What the lawyer should have said, and what we must also confess, is that I CAN'T and I DON'T, and my sinful nature doesn't even WANT to love God or my neighbor. Not with my whole heart, or any of it at all. I can't “Go and do likewise”. And therefore – I cannot be saved. I cannot justify myself. I cannot walk the perfect walk that is required. I'm no saint. I'm not even a very nice guy. I'm certainly no good samaritan.

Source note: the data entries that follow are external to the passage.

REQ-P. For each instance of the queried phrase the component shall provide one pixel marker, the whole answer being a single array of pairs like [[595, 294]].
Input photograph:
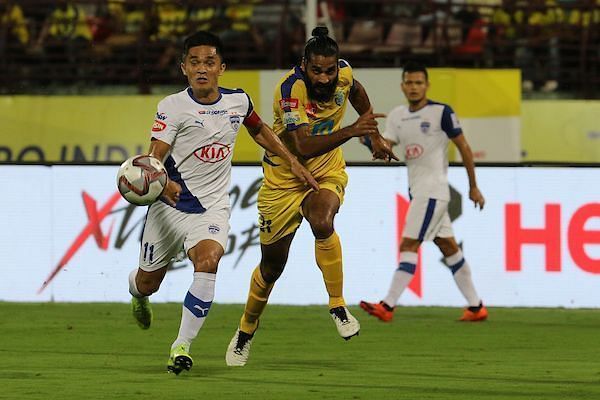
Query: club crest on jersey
[[311, 110], [413, 151], [213, 153], [339, 97], [158, 126], [288, 103], [235, 121]]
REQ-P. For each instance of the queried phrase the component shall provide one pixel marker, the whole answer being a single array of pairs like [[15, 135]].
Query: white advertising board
[[536, 243]]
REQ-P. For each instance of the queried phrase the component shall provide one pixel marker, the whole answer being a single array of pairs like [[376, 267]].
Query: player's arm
[[380, 148], [159, 149], [467, 156], [264, 136], [307, 145]]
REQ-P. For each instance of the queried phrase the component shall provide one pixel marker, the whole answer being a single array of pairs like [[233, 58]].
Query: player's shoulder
[[437, 105], [173, 101], [292, 81]]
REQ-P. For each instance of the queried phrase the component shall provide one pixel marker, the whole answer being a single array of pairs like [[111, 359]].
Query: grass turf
[[95, 351]]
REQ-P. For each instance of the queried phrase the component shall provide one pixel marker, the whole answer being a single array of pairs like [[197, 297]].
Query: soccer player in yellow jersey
[[309, 105]]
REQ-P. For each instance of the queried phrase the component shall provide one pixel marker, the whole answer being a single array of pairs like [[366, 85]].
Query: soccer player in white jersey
[[423, 129], [194, 134]]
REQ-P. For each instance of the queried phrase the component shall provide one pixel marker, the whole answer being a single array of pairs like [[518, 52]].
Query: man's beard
[[321, 92]]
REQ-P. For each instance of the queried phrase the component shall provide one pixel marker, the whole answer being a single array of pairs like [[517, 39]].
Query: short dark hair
[[321, 44], [202, 38], [414, 66]]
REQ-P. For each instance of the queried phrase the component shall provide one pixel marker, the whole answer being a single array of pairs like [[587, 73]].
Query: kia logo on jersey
[[213, 152], [413, 151]]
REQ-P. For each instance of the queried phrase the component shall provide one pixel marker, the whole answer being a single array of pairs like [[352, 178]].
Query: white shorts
[[167, 231], [427, 219]]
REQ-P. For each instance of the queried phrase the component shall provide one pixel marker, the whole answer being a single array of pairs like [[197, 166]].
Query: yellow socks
[[257, 300], [329, 259]]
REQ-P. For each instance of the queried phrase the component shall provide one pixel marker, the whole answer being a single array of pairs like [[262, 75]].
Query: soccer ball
[[141, 180]]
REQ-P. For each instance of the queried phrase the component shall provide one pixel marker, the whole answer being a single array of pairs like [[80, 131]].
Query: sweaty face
[[322, 77], [414, 86], [202, 66]]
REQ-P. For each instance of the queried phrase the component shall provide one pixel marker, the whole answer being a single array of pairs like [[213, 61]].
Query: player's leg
[[422, 218], [160, 242], [320, 209], [279, 218], [461, 271], [205, 244], [273, 259], [141, 285]]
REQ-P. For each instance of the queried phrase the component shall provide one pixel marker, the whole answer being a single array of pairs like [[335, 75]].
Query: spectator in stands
[[537, 52], [239, 34], [14, 33], [64, 39]]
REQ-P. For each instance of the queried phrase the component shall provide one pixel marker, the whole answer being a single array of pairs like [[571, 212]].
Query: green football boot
[[142, 312]]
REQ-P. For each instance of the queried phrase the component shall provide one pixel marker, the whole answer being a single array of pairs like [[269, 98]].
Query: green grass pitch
[[95, 351]]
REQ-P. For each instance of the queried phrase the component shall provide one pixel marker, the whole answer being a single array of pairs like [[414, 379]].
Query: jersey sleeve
[[165, 126], [450, 123], [392, 127], [293, 99]]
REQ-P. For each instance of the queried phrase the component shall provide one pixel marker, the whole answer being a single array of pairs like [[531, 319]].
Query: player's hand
[[366, 124], [477, 198], [382, 149], [304, 175], [171, 192]]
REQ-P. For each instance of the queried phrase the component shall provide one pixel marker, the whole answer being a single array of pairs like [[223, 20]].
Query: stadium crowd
[[556, 43]]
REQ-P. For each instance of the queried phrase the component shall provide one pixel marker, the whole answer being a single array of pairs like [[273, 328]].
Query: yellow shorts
[[280, 211]]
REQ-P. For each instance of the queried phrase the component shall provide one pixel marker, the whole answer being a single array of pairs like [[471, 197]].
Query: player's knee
[[446, 245], [147, 285], [271, 271], [411, 245], [206, 263], [322, 228]]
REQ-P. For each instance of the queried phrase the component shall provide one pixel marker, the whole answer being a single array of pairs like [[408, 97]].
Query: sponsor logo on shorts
[[288, 103], [339, 97], [213, 152], [413, 151], [311, 110], [291, 118], [235, 121], [158, 126]]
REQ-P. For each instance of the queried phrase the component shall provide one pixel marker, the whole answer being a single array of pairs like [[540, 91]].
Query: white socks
[[462, 276], [402, 277], [195, 307]]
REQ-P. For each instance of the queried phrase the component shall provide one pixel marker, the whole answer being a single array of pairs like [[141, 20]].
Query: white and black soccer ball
[[141, 180]]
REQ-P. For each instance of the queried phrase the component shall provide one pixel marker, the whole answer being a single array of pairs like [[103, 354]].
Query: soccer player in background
[[309, 104], [423, 129], [194, 134]]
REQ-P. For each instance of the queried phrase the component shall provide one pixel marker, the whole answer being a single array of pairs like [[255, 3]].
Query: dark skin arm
[[467, 156], [361, 103], [159, 150]]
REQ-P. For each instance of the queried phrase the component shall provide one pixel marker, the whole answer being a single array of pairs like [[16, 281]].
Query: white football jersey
[[202, 138], [423, 137]]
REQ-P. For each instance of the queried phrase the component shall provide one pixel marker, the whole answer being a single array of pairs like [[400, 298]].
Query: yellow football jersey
[[292, 108]]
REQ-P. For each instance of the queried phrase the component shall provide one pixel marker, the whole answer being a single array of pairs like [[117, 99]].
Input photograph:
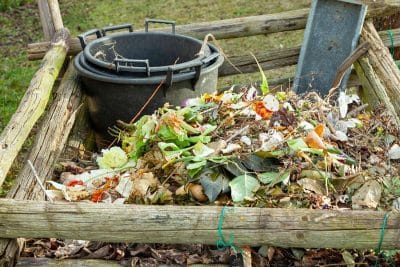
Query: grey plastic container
[[332, 32]]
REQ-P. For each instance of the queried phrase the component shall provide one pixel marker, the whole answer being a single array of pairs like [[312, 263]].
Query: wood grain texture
[[379, 74], [55, 14], [47, 147], [242, 27], [188, 224], [32, 105], [46, 19]]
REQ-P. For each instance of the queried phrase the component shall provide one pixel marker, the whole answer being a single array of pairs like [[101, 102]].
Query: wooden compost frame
[[25, 213]]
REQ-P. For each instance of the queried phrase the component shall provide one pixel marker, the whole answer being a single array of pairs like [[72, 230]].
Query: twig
[[179, 164], [356, 54], [38, 180], [357, 110], [242, 130], [222, 51]]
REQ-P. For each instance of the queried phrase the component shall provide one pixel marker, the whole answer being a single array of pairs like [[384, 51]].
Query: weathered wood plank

But Jesus is. Here's the not-so-secret secret of this parable. Jesus is the Good Samaritan if there ever was one. He finds us beaten and bloodied (and worse really) by our own sins, by the devil, by the sinful world. He picks us up, cares for us. Has compassion on us (a common refrain in Luke's Gospel is Jesus having compassion). And Jesus gives of himself – but far more than his own oil and wine, his own donkey and silver coins. He gives his very self – his own life – his own body and blood for our healing and restoration, even for our justification.
Like the Samaritan, he also departs, leaving us in the good hands of his Holy Spirit and with the ongoing nurture of his word and his sacraments. And like the Samaritan he promises to return and settle accounts, and to make all things right.
Only by faith in the Good Samaritan who saved us do we begin to be one to others – to reflect and share the love of Christ for our neighbor. The lawyer never got this far with Jesus – he wanted to do it on his own. But in Christ, by his Spirit, his people are first saved and then empowered to “go and do likewise”.
But now it's different. Loving our neighbor is a joy not a burden. And it happens truly out of love, not out of obligation and fear. Sure, we never do it perfectly, even with Christ, but he perfects our imperfect love of neighbor. He makes our good deeds acceptable and pleasing to God. And this fine distinction is an important one. Jesus says, “apart from me you can do nothing”. But in Christ, in constant repentance and faith, he can do great things through us.
So. Christ, by his perfect life and perfect death and glorious resurrection – has made us like himself. He has made us holy and righteous, and won for us victory over death. So, too, by His sanctifying Spirit, does he promise to make us like himself in all things. That He who has begun a good work in you will bring it to completion.
As we grow in God's word and in our understanding of just how helpless we are, may we learn to rely on Christ all the more – who binds up our wounds and brings us to safety. And who bids us, in faith, to “go and do likewise”, for he has first loved us.
“First we kill all the lawyers” – how about instead, first the law must kill us. So that we see our sin, and our predicament. Confess. Repent. And then see the One who fulfills the law perfectly rescues us and resurrects us and pays for everything we need. Receive his love and mercy. And then, go and do likewise. For his sake, and in his name. Amen.